ROANOKE TIMES Copyright (c) 1995, Roanoke Times DATE: Sunday, December 10, 1995 TAG: 9512110032 SECTION: CURRENT PAGE: NRV-2 EDITION: NEW RIVER VALLEY SOURCE: MADELYN ROSENBERG
People in America are murdered every day.
But not here.
Here, it happens sporadically, the result of a domestic quarrel, a fight over a poker game, a drunken brawl.
More rare are those murders where the victim doesn't know the person pointing the gun.
When the gun goes off so near our homes, we say: "That can't be. I walk there with my dog. I shop there with my children. I hunt there with my friends."
We stop feeling safe.
Gina Hall. Meredith Mergler. Andrea Walnes.
And now, Alexander DeFilippis.
These college students were victims of particularly shocking murders in recent years. Their names make our news pages for weeks.
They are etched in our minds for longer - on campus and in the community. And in Burruss Hall, where Virginia Tech administrators try to teach students that although this isn't Washington or New York, still, please, be careful.
"Virginia Tech and the Blacksburg area are known as safe places to live and study," Tech Provost Peggy Meszaros said after DeFilippis was found dead by the side of a road in Montgomery County. "It is a brutal irony that this murder took place the day after release of crime statistics showing our campus as one of the safest in the state."
A recent ranking of 17 colleges, with one being the most dangerous and 17 being the safest, put Radford 12th and Tech 14th.
At the same time, Blacksburg falls 36 percent below the national crime index, which monitors major crimes from murder to car theft.
"We tell students and parents each July during orientation that we do sit in a geographically safe area," said Mike Jones, chief of Virginia Tech Police. Deaths, like those of Hall, Mergler, Walnes and DeFilippis - all names he knows well - are anomalies.

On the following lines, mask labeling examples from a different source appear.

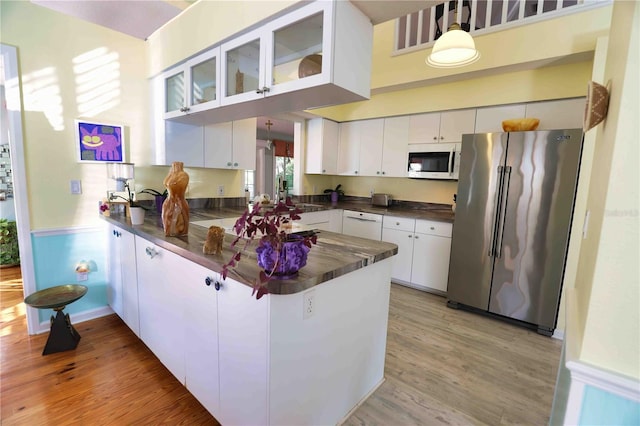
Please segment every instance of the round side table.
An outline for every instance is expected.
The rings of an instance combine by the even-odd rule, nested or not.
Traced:
[[[42,355],[75,349],[80,335],[71,325],[69,314],[62,310],[87,293],[87,286],[65,284],[36,291],[24,299],[24,303],[38,309],[53,309],[56,316],[51,316],[51,331]]]

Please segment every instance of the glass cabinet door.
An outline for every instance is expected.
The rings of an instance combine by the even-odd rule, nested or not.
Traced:
[[[191,105],[217,100],[217,72],[215,56],[191,67]]]
[[[323,12],[273,32],[272,84],[322,73]]]
[[[226,52],[226,96],[255,93],[261,87],[260,59],[259,38]]]
[[[220,105],[220,48],[214,47],[186,63],[189,112]]]
[[[184,72],[180,71],[177,74],[171,75],[165,78],[164,81],[164,93],[165,93],[165,105],[164,112],[169,113],[173,111],[180,111],[185,107],[185,81]]]

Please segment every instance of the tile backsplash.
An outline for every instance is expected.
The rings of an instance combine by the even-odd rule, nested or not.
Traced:
[[[0,145],[0,200],[13,198],[13,176],[9,144]]]

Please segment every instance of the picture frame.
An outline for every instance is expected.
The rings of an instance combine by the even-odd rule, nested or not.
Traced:
[[[75,120],[75,137],[78,162],[125,162],[124,126],[90,120]]]

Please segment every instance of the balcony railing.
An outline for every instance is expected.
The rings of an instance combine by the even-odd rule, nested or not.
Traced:
[[[431,47],[455,21],[463,30],[481,35],[611,3],[612,0],[450,0],[398,18],[394,53]]]

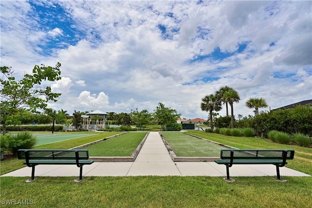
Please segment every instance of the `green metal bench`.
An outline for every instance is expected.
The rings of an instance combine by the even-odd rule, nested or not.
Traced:
[[[223,149],[220,150],[220,158],[214,162],[218,164],[226,166],[227,181],[235,181],[230,178],[229,167],[234,164],[272,164],[276,167],[277,178],[275,180],[286,181],[281,179],[279,167],[287,164],[287,160],[293,159],[294,150],[278,149]]]
[[[82,166],[94,162],[88,160],[87,149],[19,149],[18,157],[25,160],[24,165],[32,167],[31,178],[26,182],[35,180],[35,167],[38,165],[76,165],[80,167],[80,173],[75,181],[79,182],[83,180]]]
[[[173,131],[174,127],[172,126],[166,126],[165,127],[165,131]]]

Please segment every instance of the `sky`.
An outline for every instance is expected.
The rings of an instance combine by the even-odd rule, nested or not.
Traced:
[[[240,96],[236,118],[254,115],[251,98],[266,101],[260,110],[312,99],[312,1],[0,3],[1,66],[20,79],[60,62],[57,111],[152,113],[162,103],[207,120],[201,99],[225,85]]]

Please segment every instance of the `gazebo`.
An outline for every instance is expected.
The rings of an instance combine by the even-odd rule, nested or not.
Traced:
[[[88,130],[96,130],[105,128],[105,124],[108,114],[99,110],[94,110],[85,115],[81,115],[82,118],[82,127]],[[95,120],[98,117],[98,119]]]

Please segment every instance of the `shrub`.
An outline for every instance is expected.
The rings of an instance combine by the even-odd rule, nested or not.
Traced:
[[[8,131],[52,131],[52,125],[8,125],[6,130]],[[63,130],[62,125],[55,125],[54,131],[60,131]]]
[[[231,129],[231,135],[234,137],[240,136],[240,130],[237,128],[233,128]]]
[[[206,129],[205,129],[205,132],[206,133],[213,133],[214,130],[211,128],[206,128]]]
[[[221,128],[220,129],[220,133],[226,136],[231,136],[231,128]]]
[[[37,143],[36,137],[28,131],[11,135],[7,140],[8,150],[14,155],[16,155],[19,149],[32,149]]]
[[[254,131],[251,128],[242,128],[241,131],[244,137],[252,137],[255,135]]]
[[[268,134],[268,137],[269,137],[269,139],[272,140],[272,141],[276,142],[276,135],[279,132],[278,131],[275,130],[271,131]]]
[[[311,143],[312,140],[308,136],[300,133],[297,133],[292,135],[293,141],[300,146],[308,147]]]
[[[275,139],[278,143],[288,145],[292,141],[292,137],[287,133],[278,132],[275,135]]]

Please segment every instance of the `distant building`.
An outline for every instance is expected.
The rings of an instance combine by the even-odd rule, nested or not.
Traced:
[[[307,100],[306,101],[301,101],[300,102],[294,103],[293,104],[289,104],[288,105],[286,105],[283,107],[281,107],[278,108],[273,109],[271,110],[279,110],[279,109],[288,109],[288,108],[293,108],[295,107],[297,105],[306,105],[307,104],[311,104],[312,107],[312,100]]]
[[[92,118],[98,115],[101,119],[99,120],[93,121]],[[81,115],[82,118],[82,128],[86,129],[90,128],[95,130],[96,129],[104,128],[105,121],[108,116],[107,113],[99,110],[94,110],[86,113],[85,115]]]
[[[191,119],[190,120],[191,124],[194,124],[195,125],[202,125],[204,124],[206,122],[207,122],[207,120],[203,119],[200,119],[199,118],[196,118],[194,119]]]
[[[176,121],[176,122],[178,124],[189,124],[190,123],[190,121],[184,119],[179,118],[179,119]]]

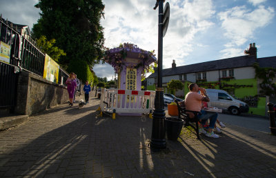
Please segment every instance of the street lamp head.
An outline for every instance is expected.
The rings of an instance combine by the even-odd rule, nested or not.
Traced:
[[[158,3],[159,3],[159,1],[161,0],[156,0],[156,3],[155,3],[155,6],[153,8],[154,10],[156,10],[156,8],[158,7]],[[163,0],[163,2],[165,2],[166,0]]]

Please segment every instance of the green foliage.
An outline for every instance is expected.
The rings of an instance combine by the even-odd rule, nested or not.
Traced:
[[[57,46],[66,53],[59,64],[68,66],[76,59],[91,67],[99,63],[104,43],[101,0],[39,0],[34,6],[41,12],[32,28],[33,36],[56,39]]]
[[[99,83],[98,77],[97,77],[95,72],[92,73],[93,75],[93,81],[92,81],[92,86],[95,86]]]
[[[154,52],[154,50],[153,50]],[[147,73],[152,73],[155,72],[155,68],[157,68],[157,63],[154,62],[153,63],[150,64],[150,66],[147,66],[146,68],[144,68],[144,72],[141,78],[141,81],[144,81],[146,79],[146,75]]]
[[[276,69],[260,68],[257,63],[255,63],[253,67],[255,70],[255,78],[262,79],[262,83],[259,84],[262,88],[259,92],[266,96],[275,96],[276,84],[273,83],[273,81],[276,77]]]
[[[106,83],[105,87],[106,88],[115,88],[116,87],[116,82],[112,80],[110,81],[108,83]]]
[[[41,48],[42,52],[48,55],[56,62],[59,62],[59,59],[61,56],[66,56],[66,54],[63,50],[59,49],[57,46],[54,46],[56,43],[55,39],[47,41],[46,37],[42,35],[39,39],[37,39],[38,46]]]
[[[91,72],[89,66],[85,61],[75,60],[72,61],[68,64],[68,72],[75,72],[77,75],[77,78],[80,79],[83,83],[86,81],[89,83],[93,81],[93,73]]]
[[[168,83],[168,88],[174,90],[175,95],[176,90],[183,89],[183,83],[179,80],[172,79],[169,83]]]
[[[103,88],[105,84],[103,82],[99,82],[98,84],[97,84],[97,86],[99,88]]]

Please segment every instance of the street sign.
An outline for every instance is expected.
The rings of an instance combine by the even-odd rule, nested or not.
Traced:
[[[168,21],[170,19],[170,4],[168,2],[166,3],[163,15],[163,37],[165,37],[166,32],[167,32]]]

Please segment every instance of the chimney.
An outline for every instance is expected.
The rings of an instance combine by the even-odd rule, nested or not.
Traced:
[[[249,55],[255,56],[255,58],[257,59],[257,48],[255,43],[250,45]]]
[[[175,60],[172,60],[172,68],[175,68],[177,67],[177,64],[175,63]]]
[[[257,59],[257,48],[255,43],[250,43],[249,49],[244,50],[244,54],[250,56],[254,56],[255,59]]]

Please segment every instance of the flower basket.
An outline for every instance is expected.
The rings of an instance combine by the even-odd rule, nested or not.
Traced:
[[[168,104],[168,114],[171,116],[178,115],[177,105]]]

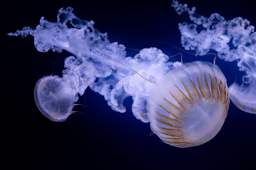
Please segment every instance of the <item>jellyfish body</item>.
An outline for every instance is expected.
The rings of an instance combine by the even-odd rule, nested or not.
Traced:
[[[252,86],[254,82],[251,82]],[[256,91],[252,91],[253,88],[241,87],[238,84],[234,84],[228,87],[230,99],[234,105],[240,110],[247,113],[256,114]]]
[[[225,76],[211,63],[185,63],[163,76],[147,100],[152,131],[178,147],[197,146],[214,137],[229,105]]]
[[[46,76],[39,79],[34,96],[38,109],[51,120],[63,121],[72,113],[74,105],[72,89],[57,76]]]
[[[194,23],[179,24],[183,46],[187,50],[205,54],[210,50],[218,53],[218,57],[226,61],[237,61],[237,67],[246,75],[242,78],[243,85],[250,83],[249,89],[238,84],[229,88],[230,99],[239,109],[248,113],[256,109],[256,33],[254,27],[241,17],[229,21],[218,14],[207,18],[195,13],[196,8],[174,1],[172,4],[179,15],[187,12]],[[201,29],[197,29],[201,25]],[[203,29],[203,28],[205,29]],[[198,31],[200,30],[200,32]],[[246,86],[246,85],[245,86]],[[248,86],[248,85],[247,85]],[[246,91],[245,92],[245,91]]]

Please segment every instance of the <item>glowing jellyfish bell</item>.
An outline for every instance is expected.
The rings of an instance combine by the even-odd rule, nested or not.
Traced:
[[[46,76],[36,83],[34,91],[38,109],[54,121],[63,121],[71,114],[75,95],[70,84],[57,76]]]
[[[225,76],[216,65],[185,63],[163,76],[147,99],[152,131],[178,147],[197,146],[214,137],[229,105]]]

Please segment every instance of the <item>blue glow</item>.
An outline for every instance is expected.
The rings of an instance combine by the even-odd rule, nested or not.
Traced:
[[[256,25],[253,8],[248,2],[241,4],[240,2],[226,1],[214,2],[179,1],[179,3],[188,4],[190,7],[196,7],[197,14],[207,18],[214,13],[218,13],[226,20],[241,17],[247,19],[251,25]],[[42,3],[40,6],[31,5],[29,8],[27,4],[21,3],[12,7],[7,6],[6,10],[9,13],[6,14],[12,15],[10,17],[7,17],[8,21],[5,23],[8,26],[5,28],[4,33],[14,32],[17,29],[22,29],[24,26],[35,28],[42,16],[48,21],[56,22],[57,10],[62,7],[65,8],[71,6],[76,16],[83,20],[93,20],[95,28],[101,33],[107,32],[110,42],[118,42],[130,49],[155,47],[169,56],[181,51],[157,41],[170,43],[183,49],[178,24],[183,22],[192,23],[187,14],[177,15],[169,1],[157,2],[154,4],[149,4],[148,1],[130,2],[126,5],[127,8],[124,8],[123,5],[109,2],[108,4],[99,2],[93,4],[92,1],[86,3],[74,1],[68,3],[61,2],[57,5],[52,3]],[[7,43],[5,51],[6,56],[8,56],[10,60],[10,62],[6,63],[12,63],[12,67],[16,70],[13,74],[15,78],[9,78],[11,79],[8,82],[15,80],[19,83],[19,86],[17,83],[8,83],[12,89],[16,89],[15,93],[12,93],[13,100],[8,101],[18,100],[19,106],[19,112],[10,114],[12,117],[10,119],[15,123],[10,123],[12,126],[8,127],[14,127],[17,132],[12,131],[10,152],[27,151],[31,155],[37,155],[35,157],[30,156],[30,159],[42,164],[46,157],[41,156],[43,155],[48,155],[48,157],[53,159],[57,157],[59,160],[62,161],[69,157],[70,162],[74,162],[72,160],[76,159],[76,162],[77,160],[83,162],[72,163],[73,166],[83,164],[83,167],[86,167],[86,164],[92,166],[93,163],[90,162],[95,158],[105,163],[119,162],[135,166],[156,168],[159,167],[161,162],[162,163],[160,164],[160,166],[166,165],[174,168],[184,164],[185,167],[189,167],[191,164],[199,160],[202,165],[237,162],[247,162],[249,167],[250,160],[252,160],[252,158],[247,155],[256,150],[255,115],[237,109],[231,102],[225,123],[218,135],[203,145],[185,149],[166,145],[156,135],[149,137],[148,133],[151,131],[149,124],[142,123],[137,120],[132,115],[131,109],[129,109],[132,106],[131,97],[124,100],[124,106],[127,111],[125,114],[120,114],[113,111],[104,96],[89,89],[86,96],[88,106],[86,115],[71,115],[63,123],[53,123],[55,122],[45,118],[37,109],[34,101],[33,90],[37,81],[47,75],[46,72],[48,75],[51,74],[54,63],[56,64],[54,75],[62,77],[62,70],[66,69],[63,67],[64,59],[72,54],[65,51],[61,53],[50,51],[45,53],[39,53],[33,44],[34,40],[31,36],[24,39],[6,37],[8,37],[5,38],[5,42]],[[195,53],[195,51],[189,52]],[[209,52],[215,52],[211,50]],[[126,56],[134,56],[137,53],[136,51],[127,50]],[[202,60],[212,63],[214,57],[195,57],[183,53],[184,63]],[[180,58],[177,56],[169,61],[179,62]],[[242,84],[242,76],[245,73],[238,70],[236,61],[228,62],[217,58],[216,64],[225,75],[229,86],[235,79],[231,68],[236,74],[237,82]],[[77,67],[76,71],[78,71],[79,68]],[[83,67],[81,67],[81,69]],[[77,72],[74,70],[74,73]],[[25,97],[26,99],[23,100]],[[83,96],[79,97],[76,103],[84,104],[84,102]],[[75,106],[73,109],[73,111],[81,110],[79,106]],[[24,111],[26,113],[24,113]],[[82,112],[85,112],[84,109]],[[239,138],[240,135],[243,136],[242,139]],[[38,146],[36,143],[39,143]],[[94,150],[88,149],[90,147]],[[78,152],[84,154],[81,156]],[[108,157],[111,152],[115,155],[111,158]],[[105,159],[99,156],[100,153]],[[73,158],[71,157],[71,155]],[[152,155],[150,156],[152,159],[148,160],[150,155]],[[241,157],[241,155],[244,156]],[[15,159],[23,160],[27,159],[24,157],[28,157],[20,156],[18,154],[13,156]],[[184,164],[181,157],[183,160],[187,160],[188,165]],[[25,161],[23,162],[25,163]],[[170,165],[170,163],[172,165]],[[230,166],[226,167],[232,167]]]

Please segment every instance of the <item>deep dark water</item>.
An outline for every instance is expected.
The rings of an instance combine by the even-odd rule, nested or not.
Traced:
[[[197,13],[206,17],[214,13],[226,20],[242,17],[256,26],[253,9],[249,1],[179,2],[196,7]],[[77,16],[93,20],[95,28],[107,32],[111,42],[118,41],[129,48],[156,47],[171,56],[180,51],[157,41],[181,48],[178,23],[188,22],[188,16],[177,15],[170,7],[170,1],[5,3],[1,12],[2,16],[6,16],[1,35],[4,66],[2,70],[2,82],[4,83],[2,96],[5,100],[2,119],[4,125],[2,140],[5,144],[2,147],[4,160],[9,167],[211,169],[254,164],[256,115],[238,110],[231,102],[219,133],[204,144],[186,148],[168,145],[155,135],[150,137],[149,123],[136,119],[131,109],[125,113],[113,111],[103,96],[90,89],[87,92],[86,115],[71,115],[63,122],[51,121],[36,107],[34,86],[46,72],[51,74],[54,63],[54,74],[61,76],[64,59],[71,55],[66,52],[40,53],[34,47],[32,37],[22,39],[4,34],[24,26],[35,28],[42,16],[55,22],[58,10],[71,6]],[[128,55],[136,53],[128,51]],[[184,56],[184,62],[196,60],[212,62],[213,58],[186,54]],[[237,70],[233,63],[231,67],[238,78],[241,78],[242,73]],[[231,85],[235,76],[229,63],[219,59],[216,63],[226,76],[228,85]],[[83,96],[80,97],[78,103],[83,104]],[[127,108],[131,102],[130,98],[126,99]],[[73,110],[81,109],[82,107],[76,106]]]

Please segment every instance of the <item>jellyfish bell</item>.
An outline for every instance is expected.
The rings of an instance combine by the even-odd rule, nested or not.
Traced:
[[[178,147],[197,146],[219,131],[229,105],[225,76],[209,62],[185,63],[163,76],[147,99],[152,131]]]
[[[70,84],[57,76],[46,76],[36,83],[34,91],[36,104],[50,120],[63,121],[72,113],[75,96]]]
[[[251,72],[251,73],[253,73]],[[228,87],[230,100],[239,109],[247,113],[256,114],[256,86],[254,76],[251,74],[251,78],[248,86],[243,86],[233,83]]]

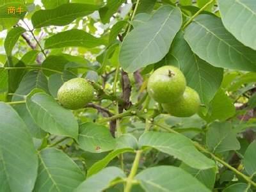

To make sure they stay anomalies, he urges students to use safety nets like shuttle and escort services and emergency phones.
And it's important that students always be aware of where they are and who they're with.
"Tech is a safe campus. Blacksburg is a safe town," Jones said. But "mean people in the world go crazy. We don't live in a glass bubble here."
In a clean town decorated with Christmas lights, it's easy to forget that.
Tuesday night, when DeFilippis was forced from the parking lot of a convenience store in Hethwood and left, dead, on a lonely road in the county, the bubble burst.
"It's extremely distressing," said Blacksburg's Ron Secrist. "I say that as town manager and a resident, but also as the parent of a college-age student in another community. It's a much more dangerous world."
When he heard the news, he said, his heart and prayers went straight to DeFilippis' family. "I could see myself on the other end of the phone," he said.
Last week's events, brutal though they were, shouldn't make people label the town - or society - as dangerous and unsafe, he said.
But it should make us more careful, more feeling, and more indignant.
It should make us angry at those whose bullets break the glass.
Madelyn Rosenberg is The Roanoke Times' assistant New River editor.